Let us continue our learning of generative classification methods. Recall that generative classification method aims to:
- Estimate joint probability $P(Y,X)$, and then use it to calculate $P(Y|X) = \frac{P(Y,X)}{\sum_i P(X|Y_i)P(Y_i)} = \frac{P(X|Y)P(Y)}{\sum_i P(X|Y_i)P(Y_i)}$
- Estimates not only probability of labels but also the features ($P(X|Y)$)
- Once model is fit, can be used to generate data
Last time, we talked about Naive Bayes Classifier, which gives us some basic understandings of Bayes classifier and generative model. Then This time let us talk about LDA and QDA.
1. Linear Discriminant Analysis (LDA)
1.1 Introduction
LDA assumes the class-conditional densities $P(X|Y=k)$ or $f_k(x)$ are Gaussian with a common covariance matrix so that:
$$P(X|Y=k) = f_k(x) = \frac{1}{(2\pi)^{(p/2)}|\Sigma|^{1/2}} e^{\frac{1}{2}(x-\mu_k)^T\Sigma^{-1}(x-\mu_k)}$$
And still $P(Y=k) = \pi_k= \frac{\# \ of \ observations \ in \ class\ k}{\# \ of\ observations}$
1.2 Parameter Estimation
Then we need to estimate the parameters of $f_k(x)$, we still use MLE here. I will ignore the mathmatical proof here since it basically is the MLE of multivariate normal distribution.

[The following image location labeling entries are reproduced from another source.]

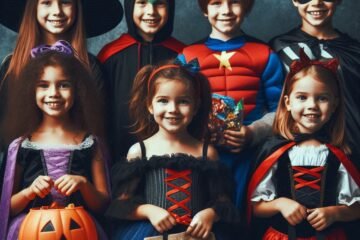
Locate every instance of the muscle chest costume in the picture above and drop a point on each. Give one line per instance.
(121, 60)
(347, 51)
(243, 68)
(310, 182)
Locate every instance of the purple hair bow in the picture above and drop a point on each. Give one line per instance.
(60, 46)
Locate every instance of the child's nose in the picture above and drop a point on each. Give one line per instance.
(56, 8)
(311, 103)
(225, 8)
(172, 107)
(53, 91)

Here is the results:
$$\hat \mu_k = \frac{1}{N_k}\sum_{i;Y=k}x_i$$
$$\hat \Sigma = \frac{1}{N-K}\sum_{k=1}^{K}\sum_{i;Y=k}(x_i-\hat \mu_k)(x_i-\hat \mu_k)^T$$
Here the estimated $\hat \Sigma$ is the unbiased estimation, and $N-K$ is the degree of freedom of this variable (Which we have talked during my inference's review).
1.3 Decision Boundary
After performing the first two steps, we could successfully calcualte $P(Y=k|X= x)$, then we can write the decision function as:
$$f(x) = \arg \max_k P(Y = k| X= x) = \arg \max_k \pi_k f_k(x)$$
so the corresponding decision boundaries are:
$$x: \pi_k f_k(x) = \pi_l f_l(x) \ \ k\neq l$$
then based on our estimation, we could simplify the above equation to: (I ignore the middle steps that contain absorbing everything that does not depend on k into a constant and take a logarithm)
$$log\pi_k - \frac{1}{2}\mu_k^{T}\Sigma^{-1}\mu_k + x^T\Sigma \mu_k=log\pi_l - \frac{1}{2}\mu_l^{T}\Sigma^{-1}\mu_l + x^T\Sigma \mu_l$$
And it is obvious that it is a linear equation in $x$. So LDA as its literal meaning is a linear classification method.

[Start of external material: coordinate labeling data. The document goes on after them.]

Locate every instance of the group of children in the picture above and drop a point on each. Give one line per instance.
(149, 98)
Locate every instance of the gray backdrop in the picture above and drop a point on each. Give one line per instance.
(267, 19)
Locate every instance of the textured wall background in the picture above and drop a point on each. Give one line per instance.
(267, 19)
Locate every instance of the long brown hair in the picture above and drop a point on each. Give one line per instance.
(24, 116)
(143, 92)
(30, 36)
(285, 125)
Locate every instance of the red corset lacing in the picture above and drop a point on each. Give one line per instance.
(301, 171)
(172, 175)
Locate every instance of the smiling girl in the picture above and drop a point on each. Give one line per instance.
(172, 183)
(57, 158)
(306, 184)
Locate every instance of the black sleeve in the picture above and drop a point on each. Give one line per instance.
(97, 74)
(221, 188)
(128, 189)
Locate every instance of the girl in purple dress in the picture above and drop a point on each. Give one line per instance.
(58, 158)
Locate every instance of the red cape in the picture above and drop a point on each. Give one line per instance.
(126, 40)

2. Quadratic Discriminant Analysis (QDA)
We know for LDA, the assumption that the inputs of every class have the same covariance $\Sigma$ can be quite restrictive; so in QDA, we allow each class has its own covariance matrix $\Sigma_k$
Then this time, we need to estimate the $\Sigma$ in every class, which is:
$$\hat \Sigma_k = \frac{1}{N-1}\sum_{i;Y=k}(x_i-\hat \mu_k)(x_i-\hat \mu_k)^T$$
And also our decision boundary will change since this time some terms related to $\Sigma$ cannot be neutralized. When we look back to our decision boundary, we get:
$$x: \pi_k f_k(x) = \pi_l f_l(x) \ \ k\neq l$$
$$log\pi_k - \frac{1}{2}\mu_k^{T}\Sigma_k^{-1}\mu_k + x^T\Sigma_k \mu_k-\frac{1}{2}x^T\Sigma_k^{-1}x - \frac{1}{2}log|\Sigma_k|= \\ log\pi_l - \frac{1}{2}\mu_l^{T}\Sigma_l^{-1}\mu_l + x^T\Sigma_l \mu_l-\frac{1}{2}x^T\Sigma_l^{-1}x - \frac{1}{2}log|\Sigma_l|$$
And it is obvious that the objective is now quadratic in $x$ and so are the decision boundaries.
3. KNN
3.1 Overview
After talking about using generative and discriminative classification method to approximate Bayes classifier. We then introduce a non-parametric method, called KNN.
KNN follows a very simple idea: Given a positive integer K and a test observation $x_0$, KNN identifies K points that are closest to $x_0$, represented by $N_0$ and then estimates the conditional probability that:
$$p(Y=j|X=x_0)=\frac{1}{K}\sum_{i \in N_0}I(y_i = j)$$
There is no doubt that $K$ has a drastic effect on KNN, actually, it controls the bias-variance trade-off of this model.
3.2 Model Implementation
Then let me construct KNN model from scratch. As normal, I will compare my result with sklearn.neighbors.KNeighborsClassifier
in the end. Here is the plot of my model:
Here is the link of Jupyter Notebook For KNN.
4. Summary
Now I finish the review of generative classification methods. We could easily see the difference between these three models:
- LDA and QDA assume Gaussian density for $P(X|Y)$, but LDA needs the covariance for each class to be the same, and QDA does not.
- Naive Bayes assumes $P(X|Y) = \prod_j P(X_j|Y)$, which means each feature is conditional independent with other features under class y.
- KNN use distance-based learning to directly model $P(Y|X)$, it is effective to non-linear and complicated dataset but the computation is very costly.
Even though these four methods look simple, they do widely use in different fields. For example, Naive Bayes often works well when the data cannot support a more complex classifier such as text data classification and sentiment analysis.